La question se posera dans trois mois, quand l’exclusion temporaire prévue par la loi fédérale arrivera à échéance. Un comité se penche actuellement sur la question à Ottawa. Sans présumer de ses conclusions, des médecins partout au pays se préparent à l’éventualité qu’on élargisse les critères d’admissibilité de l’AMM aux personnes souffrant de troubles mentaux.
Le gouvernement québécois ne s’est pas encore prononcé, mais il semble évident qu’un régime à deux vitesses créerait une situation insoutenable, tant pour le corps médical que pour les patients qui devraient se tourner vers les tribunaux pour faire valoir leurs droits.
La discussion délicate à propos de l’AMM et de la santé mentale a déjà commencé au Québec. Il y a un an, dans un rapport qui recommandait de rendre les demandes anticipées d’AMM accessibles aux personnes souffrant d’une maladie incurable, la Commission spéciale sur l’évolution de la Loi concernant les soins de fin de vie choisissait de ne pas inclure les personnes souffrant de troubles de santé mentale. En l’absence de consensus, elle ne voulait pas trancher.

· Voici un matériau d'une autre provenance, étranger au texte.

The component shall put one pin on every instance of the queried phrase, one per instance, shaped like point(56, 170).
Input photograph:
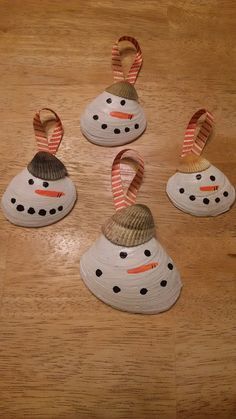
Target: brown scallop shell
point(46, 166)
point(130, 226)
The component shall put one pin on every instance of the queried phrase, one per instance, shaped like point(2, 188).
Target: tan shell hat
point(46, 166)
point(130, 226)
point(123, 89)
point(192, 163)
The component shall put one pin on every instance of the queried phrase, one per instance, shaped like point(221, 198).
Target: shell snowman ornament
point(198, 187)
point(115, 117)
point(127, 268)
point(42, 193)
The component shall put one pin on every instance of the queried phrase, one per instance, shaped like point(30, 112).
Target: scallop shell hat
point(198, 187)
point(126, 267)
point(115, 117)
point(42, 193)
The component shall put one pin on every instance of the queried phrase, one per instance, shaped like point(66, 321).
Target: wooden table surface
point(63, 353)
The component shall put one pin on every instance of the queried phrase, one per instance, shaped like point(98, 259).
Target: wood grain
point(63, 353)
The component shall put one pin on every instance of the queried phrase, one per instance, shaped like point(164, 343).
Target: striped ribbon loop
point(195, 143)
point(44, 143)
point(121, 198)
point(118, 71)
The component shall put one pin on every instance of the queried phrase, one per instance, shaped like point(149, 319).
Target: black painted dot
point(42, 212)
point(20, 208)
point(143, 291)
point(163, 283)
point(98, 272)
point(31, 210)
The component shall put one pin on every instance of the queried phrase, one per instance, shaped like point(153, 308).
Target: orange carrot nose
point(122, 115)
point(52, 194)
point(143, 268)
point(209, 188)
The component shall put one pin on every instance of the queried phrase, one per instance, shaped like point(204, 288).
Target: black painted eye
point(98, 272)
point(143, 291)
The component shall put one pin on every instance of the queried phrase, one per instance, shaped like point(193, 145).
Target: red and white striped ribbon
point(121, 198)
point(195, 143)
point(118, 71)
point(44, 143)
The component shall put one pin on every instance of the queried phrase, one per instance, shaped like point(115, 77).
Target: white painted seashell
point(114, 117)
point(138, 278)
point(200, 189)
point(32, 201)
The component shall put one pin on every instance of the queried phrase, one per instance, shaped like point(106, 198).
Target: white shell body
point(188, 192)
point(107, 130)
point(105, 273)
point(25, 207)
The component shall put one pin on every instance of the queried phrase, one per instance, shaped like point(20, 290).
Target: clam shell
point(130, 226)
point(145, 281)
point(101, 127)
point(203, 193)
point(31, 202)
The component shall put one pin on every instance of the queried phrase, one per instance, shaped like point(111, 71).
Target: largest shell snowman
point(115, 117)
point(42, 193)
point(198, 187)
point(127, 268)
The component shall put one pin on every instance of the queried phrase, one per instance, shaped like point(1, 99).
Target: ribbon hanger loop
point(121, 198)
point(44, 143)
point(194, 143)
point(118, 72)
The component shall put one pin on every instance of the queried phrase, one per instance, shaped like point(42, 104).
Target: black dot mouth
point(116, 131)
point(31, 210)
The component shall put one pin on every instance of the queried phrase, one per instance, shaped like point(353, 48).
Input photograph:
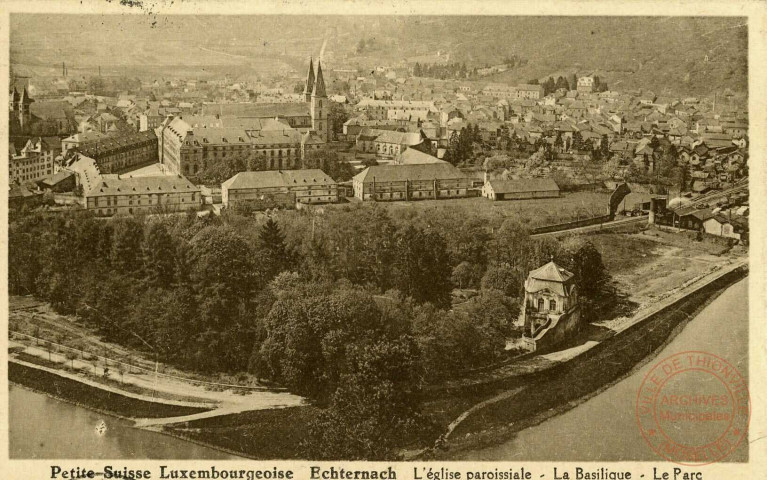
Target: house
point(521, 189)
point(411, 156)
point(722, 226)
point(411, 182)
point(115, 194)
point(19, 196)
point(389, 144)
point(34, 161)
point(531, 92)
point(551, 312)
point(278, 188)
point(694, 219)
point(585, 84)
point(61, 181)
point(115, 153)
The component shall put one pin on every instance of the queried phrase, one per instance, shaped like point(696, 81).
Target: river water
point(604, 428)
point(44, 428)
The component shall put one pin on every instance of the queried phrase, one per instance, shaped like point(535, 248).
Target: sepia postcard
point(358, 241)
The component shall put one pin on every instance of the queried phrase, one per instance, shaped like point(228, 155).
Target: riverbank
point(91, 397)
point(258, 435)
point(540, 396)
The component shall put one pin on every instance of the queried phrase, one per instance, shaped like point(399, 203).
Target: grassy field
point(91, 397)
point(562, 387)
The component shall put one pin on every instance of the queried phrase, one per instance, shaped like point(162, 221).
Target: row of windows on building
point(417, 194)
point(111, 201)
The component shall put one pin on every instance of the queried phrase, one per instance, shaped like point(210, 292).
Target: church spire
point(319, 84)
point(309, 87)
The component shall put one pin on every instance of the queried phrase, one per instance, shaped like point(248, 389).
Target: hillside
point(658, 53)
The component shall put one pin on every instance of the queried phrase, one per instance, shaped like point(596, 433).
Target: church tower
point(319, 106)
point(309, 87)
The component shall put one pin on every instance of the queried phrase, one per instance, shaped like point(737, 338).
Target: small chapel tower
point(319, 106)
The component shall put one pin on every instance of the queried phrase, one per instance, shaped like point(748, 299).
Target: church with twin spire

Depuis, la balle est dans le camp du ministre de la Santé. Nous pensons qu’il est temps de reprendre la discussion là où nos élus l’ont laissée l’an dernier.
Le Collège des médecins du Québec et l’Association des médecins psychiatres du Québec sont tous deux favorables à l’élargissement des critères. Des organismes de défense des droits des personnes atteintes de troubles de santé mentale aussi. Ils militent pour qu’on reconnaisse leur souffrance et qu’on cesse de les infantiliser.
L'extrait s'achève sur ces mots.